Pseudoachalasia From Gastric Cancer

A 59-year-old woman was referred from another hospital for esophageal balloon dilatation, with the impression of idiopathic achalasia. She developed progressive dysphagia of 3-month duration associated with weight loss of about 5 kg. She did not have abdominal pain, odynophagia, tarry stool, or hematemesis. Her previous medical history was unremarkable. She denied tobacco use or alcohol consumption. Physical examination centered on abdominal findings of mild tenderness at the epigastric area. There was no palpable lymphadenopathy. Laboratory examinations including hemogram and serum tumor markers (carcinoembryonic antigen, 2.65 ng/mL; CA19-9, 18.78 U/mL) were within normal limits.

Barium esophagogram (Figure A) showed a dilated distal esophagus with “bird's beak” tapering. Upper gastrointestinal endoscopy revealed a puckered tight gastroesophageal junction with smooth mucosal surface (Figure B).
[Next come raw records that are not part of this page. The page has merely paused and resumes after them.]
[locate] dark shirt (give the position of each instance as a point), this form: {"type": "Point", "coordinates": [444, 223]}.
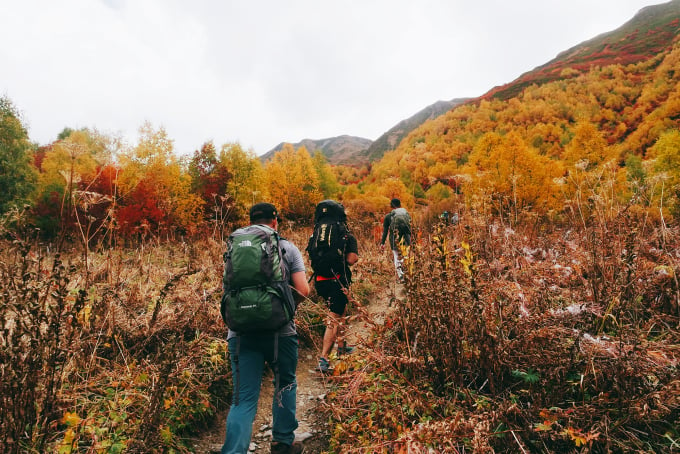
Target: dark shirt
{"type": "Point", "coordinates": [387, 230]}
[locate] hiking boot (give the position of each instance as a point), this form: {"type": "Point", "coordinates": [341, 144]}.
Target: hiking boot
{"type": "Point", "coordinates": [282, 448]}
{"type": "Point", "coordinates": [346, 350]}
{"type": "Point", "coordinates": [324, 365]}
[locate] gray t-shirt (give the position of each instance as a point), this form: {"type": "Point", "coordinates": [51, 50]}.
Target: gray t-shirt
{"type": "Point", "coordinates": [295, 262]}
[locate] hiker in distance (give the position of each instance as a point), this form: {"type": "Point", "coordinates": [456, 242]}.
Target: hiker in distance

No mass lesions were discernible. Relatively hypertrophic folds were noted at the upper and middle body of the stomach. Endoscopic biopsy at the enlarged folds revealed adenocarcinoma of diffuse type. She underwent total gastrectomy with distal esophagectomy uneventfully. Histopathology showed scattered clusters of cancer cells infiltrating all layers of the gastric wall, with myenteric and serosal involvement (Figure C, arrow).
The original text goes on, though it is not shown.